Went over to neighbors, left my 92 dodge cummins in cold few hours. Went out during coffee and started it up a few minutes before leaving, went back in for a few minutes, conversation got going and I started getting nervous about leaving my diesel dead idle for about a half hour?
Neighbor asked me why I was fretting about my diesel idling. I told him I learned in Bitog a dead idle on diesel is not good. He told me he worked on oil rigs for 20 years, those diesels idled 18 hours then ran full bore until the next two days idle in winter.
He used to do OCs on them, in -40F they put the pails of oil right beside heaters in dog house, got everything ready, they had 5 minutes to change oil in order to get that diesel going again. He said these Diesels go 15000 to 20000 hours with no trouble, either long term idle or working hard. He drives a 99 Dodge Cummins, when he visits here he leaves his idle up a an hour in sub zero with no worries, most I do is ten minutes max up till other day. I dont know what to think winter idle on diesel , summer I dont idle much at all. I couldn't do over 1 hour idle on my diesel.
My brother in law runs two John Deere tractors on feed lot operation, he starts both up in morning in sub zero, they both work periodiclally each day, he never shuts them off, he claims there is more engine damage shutting them off in winter with restarts. Starting cold kills them he maintains, run em. Last year one John Deere burned up, he rented one at $25.00 per hour, it was metered, he would not shut it off in winter, he paid the full amount for all day with lots of idling because of his belief to never shut off a diesel in sub zero. He runs his Deeres for 15000 hours plus doing this.
Gas Patch welders/drillers/maintenance workers here run their diesels all day, they move site to site then idle hours in sub zero, many claim their newer modeled cummins dont maintain heat at idle but they say better to idle cold than cold dead start.
When I speak of dead idle being bad as I have learned in this forum I feel like an alien in my area here on shutting off a diesel in winter. They shake their head.
My 92 12 valve Cummins surprises lots of people, at idle it warms up in sub zero weather, ten minutes the gauge starts to move, neighbor figures I have a good thermostat, lot of farmers/neighbors in my area who run new cummins are very impressed with this as theirs wont heat at all, my antifreeze is at proper full mark with reserve tank too. I am not complaining, must be another benefit of driving the older 12 valve 5.9 Cummins.
My cousin who is a trucker for years now advised me to idle my Cummins till the gauge barely moves as I usually do, my analysis iron count in ppm is around 6 ppm in two consecutive winters doing this in sub zero.
Is a dead idle in winter really bad compared to cold starting it throughout a day, which is worse?
Cyprs
Neighbor asked me why I was fretting about my diesel idling. I told him I learned in Bitog a dead idle on diesel is not good. He told me he worked on oil rigs for 20 years, those diesels idled 18 hours then ran full bore until the next two days idle in winter.
He used to do OCs on them, in -40F they put the pails of oil right beside heaters in dog house, got everything ready, they had 5 minutes to change oil in order to get that diesel going again. He said these Diesels go 15000 to 20000 hours with no trouble, either long term idle or working hard. He drives a 99 Dodge Cummins, when he visits here he leaves his idle up a an hour in sub zero with no worries, most I do is ten minutes max up till other day. I dont know what to think winter idle on diesel , summer I dont idle much at all. I couldn't do over 1 hour idle on my diesel.
My brother in law runs two John Deere tractors on feed lot operation, he starts both up in morning in sub zero, they both work periodiclally each day, he never shuts them off, he claims there is more engine damage shutting them off in winter with restarts. Starting cold kills them he maintains, run em. Last year one John Deere burned up, he rented one at $25.00 per hour, it was metered, he would not shut it off in winter, he paid the full amount for all day with lots of idling because of his belief to never shut off a diesel in sub zero. He runs his Deeres for 15000 hours plus doing this.

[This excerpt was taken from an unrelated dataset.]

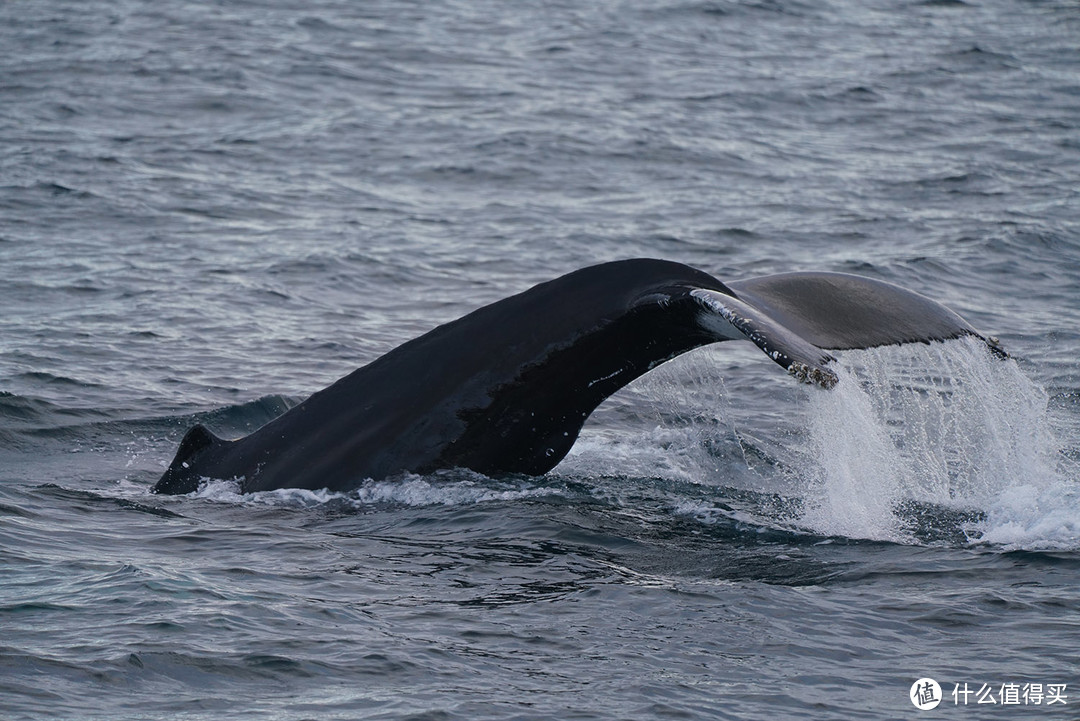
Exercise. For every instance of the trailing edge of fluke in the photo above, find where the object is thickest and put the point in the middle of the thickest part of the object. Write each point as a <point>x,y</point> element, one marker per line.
<point>505,389</point>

Gas Patch welders/drillers/maintenance workers here run their diesels all day, they move site to site then idle hours in sub zero, many claim their newer modeled cummins dont maintain heat at idle but they say better to idle cold than cold dead start.
When I speak of dead idle being bad as I have learned in this forum I feel like an alien in my area here on shutting off a diesel in winter. They shake their head.
My 92 12 valve Cummins surprises lots of people, at idle it warms up in sub zero weather, ten minutes the gauge starts to move, neighbor figures I have a good thermostat, lot of farmers/neighbors in my area who run new cummins are very impressed with this as theirs wont heat at all, my antifreeze is at proper full mark with reserve tank too. I am not complaining, must be another benefit of driving the older 12 valve 5.9 Cummins.
My cousin who is a trucker for years now advised me to idle my Cummins till the gauge barely moves as I usually do, my analysis iron count in ppm is around 6 ppm in two consecutive winters doing this in sub zero.
Is a dead idle in winter really bad compared to cold starting it throughout a day, which is worse?